The study demonstrated that two-seasons of grassland set-aside rotations in productive agricultural fields could be a beneficial alternative to continuous annual crop rotation for improving soil structure, while unproductive fields likely require other accompanying practices for improvements to occur. This study also highlights the importance of considering soil baseline information when evaluating the impacts of land management practices and has set important preliminary exchangeable sodium thresholds to help producers in the Fraser River Delta determine which fields to enroll as short-term rotations in the Delta Farmland & Wildlife Trust’s grassland set-aside program. 

About this research

This brief is based on the following journal article:

Lussier, J. M., Krzic, M., Smukler, S., Bomke, A., & Bondar, D. (2019). Short-term effects of grassland set-asides on soil properties in the fraser river delta of british columbia. Canadian Journal of Soil Science, 99(2), 136-145. doi:10.1139/CJSS-2018-0097. 

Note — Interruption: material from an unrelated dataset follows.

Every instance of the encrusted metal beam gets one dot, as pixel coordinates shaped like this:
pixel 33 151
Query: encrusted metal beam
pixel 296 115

Funding for the research was provided by Investment Agriculture Foundation of British Columbia, Natural Science and Engineering Research Council (NSERC) of Canada, the Mitacs Accelerate Program, and the Delta Farmland & Wildlife Trust.

Key Findings

* Two seasons of grassland set aside rotations in productive agricultural fields is a beneficial alternative to annual crop rotation for improving soil structure, while unproductive fields likely require other accompanying management practices for improvements to occur. 

* Baseline soil properties, such as exchangeable sodium, should be measured before enrolling in a grassland set-aside program and when evaluating vegetation and soil responses.